In a September company email, Bay Area co-living startup HubHaus released a statement that claimed they were “unable to pay October rent” on their leased properties. Hubhaus also claimed to have “no funds available to pay any amounts that may be owed landlords, tenants, trade creditors, or contractors.”

This left hundreds of SF Bay Area renters scrambling to arrange shelter with little notice, with the start of a second major COVID-19 outbreak on the horizon.

HubHaus exhibited plenty of red flags leading up to this revelation. Employees complained of insufficient or late payment. The company stopped paying utilities during the spring, and they quietly discontinued cleaning services while tenants continued to pay for them.

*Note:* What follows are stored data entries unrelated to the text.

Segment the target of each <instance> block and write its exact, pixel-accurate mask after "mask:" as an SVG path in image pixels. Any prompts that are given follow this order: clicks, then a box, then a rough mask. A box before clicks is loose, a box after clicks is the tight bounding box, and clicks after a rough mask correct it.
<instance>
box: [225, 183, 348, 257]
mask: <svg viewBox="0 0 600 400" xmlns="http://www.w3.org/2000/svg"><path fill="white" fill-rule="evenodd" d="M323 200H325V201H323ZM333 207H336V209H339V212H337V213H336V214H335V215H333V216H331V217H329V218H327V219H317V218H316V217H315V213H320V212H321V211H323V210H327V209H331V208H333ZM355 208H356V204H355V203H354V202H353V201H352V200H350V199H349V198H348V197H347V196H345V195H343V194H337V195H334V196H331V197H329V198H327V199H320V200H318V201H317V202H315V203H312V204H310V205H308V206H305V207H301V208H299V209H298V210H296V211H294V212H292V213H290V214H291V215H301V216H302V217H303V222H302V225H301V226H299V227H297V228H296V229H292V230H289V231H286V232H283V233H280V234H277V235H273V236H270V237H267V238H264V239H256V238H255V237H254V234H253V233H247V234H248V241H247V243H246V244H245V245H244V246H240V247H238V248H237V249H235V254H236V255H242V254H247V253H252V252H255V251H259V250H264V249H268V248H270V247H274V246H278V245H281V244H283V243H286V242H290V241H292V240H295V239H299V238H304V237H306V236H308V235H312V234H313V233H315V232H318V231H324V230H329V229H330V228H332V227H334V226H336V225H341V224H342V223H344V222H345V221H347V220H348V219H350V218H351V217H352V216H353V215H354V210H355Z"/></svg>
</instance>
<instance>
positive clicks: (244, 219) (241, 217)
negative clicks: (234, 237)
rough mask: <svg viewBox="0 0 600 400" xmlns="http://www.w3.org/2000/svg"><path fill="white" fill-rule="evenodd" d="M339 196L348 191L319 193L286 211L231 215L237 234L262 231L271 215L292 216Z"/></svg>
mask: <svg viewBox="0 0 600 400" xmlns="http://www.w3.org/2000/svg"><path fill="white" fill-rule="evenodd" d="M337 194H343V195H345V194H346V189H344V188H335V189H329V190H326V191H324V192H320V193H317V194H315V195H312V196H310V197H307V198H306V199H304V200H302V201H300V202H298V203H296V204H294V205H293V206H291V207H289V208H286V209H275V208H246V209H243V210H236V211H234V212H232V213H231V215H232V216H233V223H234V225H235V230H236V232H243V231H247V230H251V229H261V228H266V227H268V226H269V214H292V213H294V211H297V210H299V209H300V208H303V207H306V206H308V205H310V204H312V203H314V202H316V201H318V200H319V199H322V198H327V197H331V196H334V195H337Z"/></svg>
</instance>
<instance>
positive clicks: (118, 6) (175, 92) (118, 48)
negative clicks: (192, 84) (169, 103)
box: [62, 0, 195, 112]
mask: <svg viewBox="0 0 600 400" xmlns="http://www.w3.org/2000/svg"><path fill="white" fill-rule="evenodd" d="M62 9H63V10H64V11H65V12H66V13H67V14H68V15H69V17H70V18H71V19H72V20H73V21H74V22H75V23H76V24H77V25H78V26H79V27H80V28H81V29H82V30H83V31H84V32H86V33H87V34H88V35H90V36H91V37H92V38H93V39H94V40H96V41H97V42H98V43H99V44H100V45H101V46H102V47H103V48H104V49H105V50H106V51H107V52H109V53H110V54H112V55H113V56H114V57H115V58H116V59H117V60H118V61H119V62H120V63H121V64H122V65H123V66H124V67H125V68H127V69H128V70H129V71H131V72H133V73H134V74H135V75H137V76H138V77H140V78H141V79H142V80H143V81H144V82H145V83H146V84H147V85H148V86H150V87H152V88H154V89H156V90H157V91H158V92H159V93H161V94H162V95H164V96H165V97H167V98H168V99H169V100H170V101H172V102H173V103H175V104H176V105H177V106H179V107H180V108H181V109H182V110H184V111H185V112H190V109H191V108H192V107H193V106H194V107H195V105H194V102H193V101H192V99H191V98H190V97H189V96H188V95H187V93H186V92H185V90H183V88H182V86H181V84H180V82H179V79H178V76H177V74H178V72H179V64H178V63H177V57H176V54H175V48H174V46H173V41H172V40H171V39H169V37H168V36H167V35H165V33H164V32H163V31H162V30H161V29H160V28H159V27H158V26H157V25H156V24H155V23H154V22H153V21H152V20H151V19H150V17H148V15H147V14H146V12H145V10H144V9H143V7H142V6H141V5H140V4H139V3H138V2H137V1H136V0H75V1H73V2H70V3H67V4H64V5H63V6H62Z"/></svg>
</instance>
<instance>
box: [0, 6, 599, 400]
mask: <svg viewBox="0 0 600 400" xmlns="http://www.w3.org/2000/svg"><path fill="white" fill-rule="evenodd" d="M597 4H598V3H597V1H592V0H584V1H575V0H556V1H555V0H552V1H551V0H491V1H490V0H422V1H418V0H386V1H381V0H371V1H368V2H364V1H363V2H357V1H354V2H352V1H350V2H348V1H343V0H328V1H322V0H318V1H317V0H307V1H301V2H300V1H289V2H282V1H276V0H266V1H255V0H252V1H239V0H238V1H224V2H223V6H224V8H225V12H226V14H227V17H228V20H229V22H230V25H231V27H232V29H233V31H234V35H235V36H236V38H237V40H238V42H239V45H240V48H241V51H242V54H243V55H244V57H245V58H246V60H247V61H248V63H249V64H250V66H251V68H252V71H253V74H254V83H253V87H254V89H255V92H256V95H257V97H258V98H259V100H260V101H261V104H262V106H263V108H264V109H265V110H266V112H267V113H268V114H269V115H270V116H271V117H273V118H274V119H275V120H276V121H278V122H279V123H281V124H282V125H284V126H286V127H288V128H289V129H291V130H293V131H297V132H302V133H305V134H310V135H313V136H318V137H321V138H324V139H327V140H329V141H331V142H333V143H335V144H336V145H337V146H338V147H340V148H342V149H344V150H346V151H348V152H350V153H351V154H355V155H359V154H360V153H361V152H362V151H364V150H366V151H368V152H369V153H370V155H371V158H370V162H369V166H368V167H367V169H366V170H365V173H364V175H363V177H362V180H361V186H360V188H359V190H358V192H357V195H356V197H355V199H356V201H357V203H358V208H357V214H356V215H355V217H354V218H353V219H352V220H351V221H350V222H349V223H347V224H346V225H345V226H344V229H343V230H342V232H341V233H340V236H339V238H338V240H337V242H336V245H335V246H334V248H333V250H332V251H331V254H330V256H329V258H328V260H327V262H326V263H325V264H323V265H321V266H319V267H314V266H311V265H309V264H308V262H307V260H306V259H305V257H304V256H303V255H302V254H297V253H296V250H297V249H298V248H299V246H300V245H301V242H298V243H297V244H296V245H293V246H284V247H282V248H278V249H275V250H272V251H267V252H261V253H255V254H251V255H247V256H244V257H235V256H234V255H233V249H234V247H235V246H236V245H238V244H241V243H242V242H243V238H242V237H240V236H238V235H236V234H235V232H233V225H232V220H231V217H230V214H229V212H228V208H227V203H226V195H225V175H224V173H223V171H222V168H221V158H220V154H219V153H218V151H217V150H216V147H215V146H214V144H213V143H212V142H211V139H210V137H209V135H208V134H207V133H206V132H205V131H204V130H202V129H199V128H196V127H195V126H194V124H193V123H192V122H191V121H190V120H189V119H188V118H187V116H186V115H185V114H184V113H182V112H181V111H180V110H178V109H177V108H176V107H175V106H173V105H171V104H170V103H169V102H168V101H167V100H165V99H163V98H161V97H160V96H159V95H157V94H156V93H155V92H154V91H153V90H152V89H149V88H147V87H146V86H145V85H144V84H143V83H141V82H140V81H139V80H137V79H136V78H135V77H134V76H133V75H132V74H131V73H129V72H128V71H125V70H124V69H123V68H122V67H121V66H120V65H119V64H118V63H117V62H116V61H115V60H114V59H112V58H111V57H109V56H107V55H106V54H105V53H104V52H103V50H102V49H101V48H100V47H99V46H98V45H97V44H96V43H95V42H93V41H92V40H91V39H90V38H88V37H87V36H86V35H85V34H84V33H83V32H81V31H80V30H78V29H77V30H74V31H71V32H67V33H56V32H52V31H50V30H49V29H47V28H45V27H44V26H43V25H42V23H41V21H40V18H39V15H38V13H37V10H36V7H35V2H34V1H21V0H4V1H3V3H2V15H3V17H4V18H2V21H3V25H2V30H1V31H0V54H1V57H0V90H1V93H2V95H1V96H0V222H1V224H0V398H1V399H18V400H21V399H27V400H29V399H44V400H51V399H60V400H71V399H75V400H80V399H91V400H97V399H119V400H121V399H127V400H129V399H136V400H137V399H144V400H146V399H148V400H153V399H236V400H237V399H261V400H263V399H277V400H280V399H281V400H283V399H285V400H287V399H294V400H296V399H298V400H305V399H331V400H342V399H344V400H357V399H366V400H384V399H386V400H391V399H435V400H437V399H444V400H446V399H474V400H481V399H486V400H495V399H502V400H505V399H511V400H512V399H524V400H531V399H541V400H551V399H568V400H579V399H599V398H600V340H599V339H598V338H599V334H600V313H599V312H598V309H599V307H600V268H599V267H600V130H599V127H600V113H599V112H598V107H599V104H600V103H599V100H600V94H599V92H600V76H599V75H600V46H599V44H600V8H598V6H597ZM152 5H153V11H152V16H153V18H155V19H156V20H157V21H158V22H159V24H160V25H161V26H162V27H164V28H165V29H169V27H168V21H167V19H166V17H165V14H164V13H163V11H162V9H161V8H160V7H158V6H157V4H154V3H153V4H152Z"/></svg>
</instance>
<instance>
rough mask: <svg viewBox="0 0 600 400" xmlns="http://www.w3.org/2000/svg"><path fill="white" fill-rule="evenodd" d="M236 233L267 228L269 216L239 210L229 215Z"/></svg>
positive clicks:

Businesses like HubHaus charge prices that could rent a private home in most of the rest of the country, in exchange for a room in a house of 10 or more people. PodShare is a similar example: Another Bay Area-based co-living startup, whose offerings include “$1,200 bunk beds” in a shared, hostel-like environment.

As a former Bay Area resident, it’s hard not to be angry about these stories. But they have been the unfortunate reality since long before the pandemic. Many urbanites across the country cannot afford to opt out of a shared living situation, and these business models only exacerbate the race to the bottom of city living standards.

HubHaus capitalized on this situation and took advantage of their tenants, who were simply looking for an affordable place to live in a market where that’s increasingly hard to find.

They’ve tried to place the blame for their failure on COVID-19 — but all signs seem to indicate that they had it coming.